It will be the size of 450 football pitches or the equivalent of 2 Hyde Parks and it’s set to be the biggest solar farm in the UK up till now, providing power for over a hundred thousand homes. If it gets built, of course.
Head to the north Kent coast, just down from the Isle of Sheppey and you’ll find the potential location for Cleve Hill Solar Park.
A proposal was made for the site back in November and because it’s so large there are some hurdles to overcome before anything gets the go ahead. Firstly, because of the sheer size, it’s the first solar energy farm in the UK to be designated as a NSIP or Nationally Significant Infrastructure Project. What does that mean? It has to be signed off by the Government and in particular the Department of Business, Energy and Industrial Strategy, currently run by Secretary of State Greg Clark.

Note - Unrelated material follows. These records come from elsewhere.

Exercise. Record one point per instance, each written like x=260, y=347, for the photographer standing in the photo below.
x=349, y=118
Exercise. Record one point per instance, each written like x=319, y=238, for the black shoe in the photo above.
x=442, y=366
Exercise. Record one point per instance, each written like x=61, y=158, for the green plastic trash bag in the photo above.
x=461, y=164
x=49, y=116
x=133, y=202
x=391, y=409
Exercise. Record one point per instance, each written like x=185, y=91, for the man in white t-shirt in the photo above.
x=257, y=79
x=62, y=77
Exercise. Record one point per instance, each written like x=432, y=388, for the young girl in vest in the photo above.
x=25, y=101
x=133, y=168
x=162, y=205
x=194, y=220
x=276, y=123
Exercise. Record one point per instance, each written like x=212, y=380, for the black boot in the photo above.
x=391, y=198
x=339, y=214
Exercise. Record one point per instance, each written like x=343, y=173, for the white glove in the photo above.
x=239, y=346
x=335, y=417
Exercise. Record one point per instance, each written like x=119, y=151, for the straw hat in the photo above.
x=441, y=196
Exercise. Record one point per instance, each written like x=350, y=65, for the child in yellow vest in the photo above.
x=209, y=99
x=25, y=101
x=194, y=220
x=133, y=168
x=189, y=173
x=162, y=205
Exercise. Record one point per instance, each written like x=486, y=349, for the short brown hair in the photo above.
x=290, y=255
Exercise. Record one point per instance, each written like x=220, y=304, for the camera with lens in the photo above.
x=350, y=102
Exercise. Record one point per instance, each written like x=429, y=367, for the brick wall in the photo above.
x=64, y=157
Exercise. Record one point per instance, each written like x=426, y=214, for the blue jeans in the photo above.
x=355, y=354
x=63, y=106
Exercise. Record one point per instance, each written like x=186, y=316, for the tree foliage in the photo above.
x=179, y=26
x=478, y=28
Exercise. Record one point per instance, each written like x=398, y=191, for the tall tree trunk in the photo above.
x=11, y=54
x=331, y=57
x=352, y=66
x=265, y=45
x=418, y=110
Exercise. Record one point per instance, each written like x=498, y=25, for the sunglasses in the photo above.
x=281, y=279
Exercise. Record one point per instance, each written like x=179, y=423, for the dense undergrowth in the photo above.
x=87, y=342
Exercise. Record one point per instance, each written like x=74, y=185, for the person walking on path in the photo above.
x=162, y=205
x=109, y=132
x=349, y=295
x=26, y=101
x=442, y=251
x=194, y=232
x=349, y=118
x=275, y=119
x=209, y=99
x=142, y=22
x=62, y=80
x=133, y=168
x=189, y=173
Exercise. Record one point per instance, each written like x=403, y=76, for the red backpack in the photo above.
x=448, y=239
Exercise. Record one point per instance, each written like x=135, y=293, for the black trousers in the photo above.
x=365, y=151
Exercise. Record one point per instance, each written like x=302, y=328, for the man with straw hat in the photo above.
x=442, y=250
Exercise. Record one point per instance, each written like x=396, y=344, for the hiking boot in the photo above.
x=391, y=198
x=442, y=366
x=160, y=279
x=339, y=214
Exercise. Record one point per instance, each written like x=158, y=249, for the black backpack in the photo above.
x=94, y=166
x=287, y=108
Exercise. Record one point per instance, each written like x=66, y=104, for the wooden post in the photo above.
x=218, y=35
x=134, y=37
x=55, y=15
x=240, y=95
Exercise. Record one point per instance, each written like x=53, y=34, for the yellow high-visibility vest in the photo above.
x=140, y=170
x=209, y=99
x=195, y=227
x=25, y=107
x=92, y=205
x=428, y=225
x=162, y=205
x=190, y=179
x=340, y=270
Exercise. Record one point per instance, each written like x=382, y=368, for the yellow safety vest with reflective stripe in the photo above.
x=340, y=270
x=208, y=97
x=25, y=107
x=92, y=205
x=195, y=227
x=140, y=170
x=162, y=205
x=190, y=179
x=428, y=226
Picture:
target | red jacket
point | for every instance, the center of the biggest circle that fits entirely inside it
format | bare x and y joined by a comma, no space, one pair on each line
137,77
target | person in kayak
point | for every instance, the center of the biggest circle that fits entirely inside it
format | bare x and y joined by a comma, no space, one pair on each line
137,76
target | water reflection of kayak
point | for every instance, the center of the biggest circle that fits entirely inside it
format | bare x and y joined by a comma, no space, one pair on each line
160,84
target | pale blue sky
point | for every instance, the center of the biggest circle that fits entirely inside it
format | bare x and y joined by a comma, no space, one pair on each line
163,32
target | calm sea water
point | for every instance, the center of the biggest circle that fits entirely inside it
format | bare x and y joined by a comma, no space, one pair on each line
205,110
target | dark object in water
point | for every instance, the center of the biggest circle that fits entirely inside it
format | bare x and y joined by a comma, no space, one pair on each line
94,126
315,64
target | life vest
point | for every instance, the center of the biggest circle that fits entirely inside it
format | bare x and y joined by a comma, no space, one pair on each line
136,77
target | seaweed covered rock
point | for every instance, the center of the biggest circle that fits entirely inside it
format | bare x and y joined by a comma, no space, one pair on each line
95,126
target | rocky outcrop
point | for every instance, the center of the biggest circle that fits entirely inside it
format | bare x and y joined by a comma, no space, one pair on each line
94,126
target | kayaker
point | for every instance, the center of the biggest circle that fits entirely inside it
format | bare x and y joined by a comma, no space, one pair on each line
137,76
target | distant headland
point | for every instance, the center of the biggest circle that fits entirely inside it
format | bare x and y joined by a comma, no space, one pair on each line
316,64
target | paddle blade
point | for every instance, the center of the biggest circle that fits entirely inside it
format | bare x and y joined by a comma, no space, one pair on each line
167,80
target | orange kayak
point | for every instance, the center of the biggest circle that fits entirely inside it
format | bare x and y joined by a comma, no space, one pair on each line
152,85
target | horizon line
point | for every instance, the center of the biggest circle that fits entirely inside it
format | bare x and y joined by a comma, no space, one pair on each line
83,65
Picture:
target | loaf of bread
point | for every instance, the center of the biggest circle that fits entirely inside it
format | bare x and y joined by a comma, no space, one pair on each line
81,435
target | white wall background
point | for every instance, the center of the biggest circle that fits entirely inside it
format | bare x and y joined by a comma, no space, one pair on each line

There are also more than a few detractors who are worried about the impact the huge site is going to have on local wildlife. Nearby is the South Swale Nature Reserve and Kent Wildlife Trust has already raised concerns. According to the Trust:
“While we are not opposed to solar farms, and indeed are supportive of initiatives to reduce human reliance on fossil fuel energy generation, we are concerned about the potential impacts from this proposal on the internationally important habitats and wildlife in this area.”
That could mean there will be legal challenges once the full details of the solar farm construction are made publicly available.
It’s estimated that the new farm would have five times the capacity of any other in the UK and is seen as a welcome boost to an industry that has had its fair share of hurdles to get over recently. The farm is a collaboration between Hive Energy and Wirsol Energy and is also notable because it would be the first such installation to be built without the aid of Government subsidies. That in itself should warrant everyone in the UK backing it.
The sheer size of the project will mean that there is now going to be a lengthy consultation period and a series of events will be held throughout February 2018 to inform local interests. On their part, the companies involved in setting up the project believe that the new solar farm will bring a large number of benefits to the local region not least by generating income of around £1 million a year which will be used to improved amenities. The companies have also anticipated a potential appeal because of the impact on wildlife by introducing a dedicated mitigation area to protect bird species. Whether this will be enough to satisfy the Kent Wildlife Trust remains to be seen.
According to Hugh Brennan from Hive:
“The Cleve Hill Solar Park is a pioneering scheme that aims to optimise the technological developments in solar energy. Our ambition is to deliver the first non-subsidised renewables project of this scale, delivering low cost, clean, home-grown energy to power UK households.”
It’s also hoped that the installation at Cleve Hill will also utilise the latest battery storage technology with the help of Xero Energy, an energy consultancy firm based in Glasgow.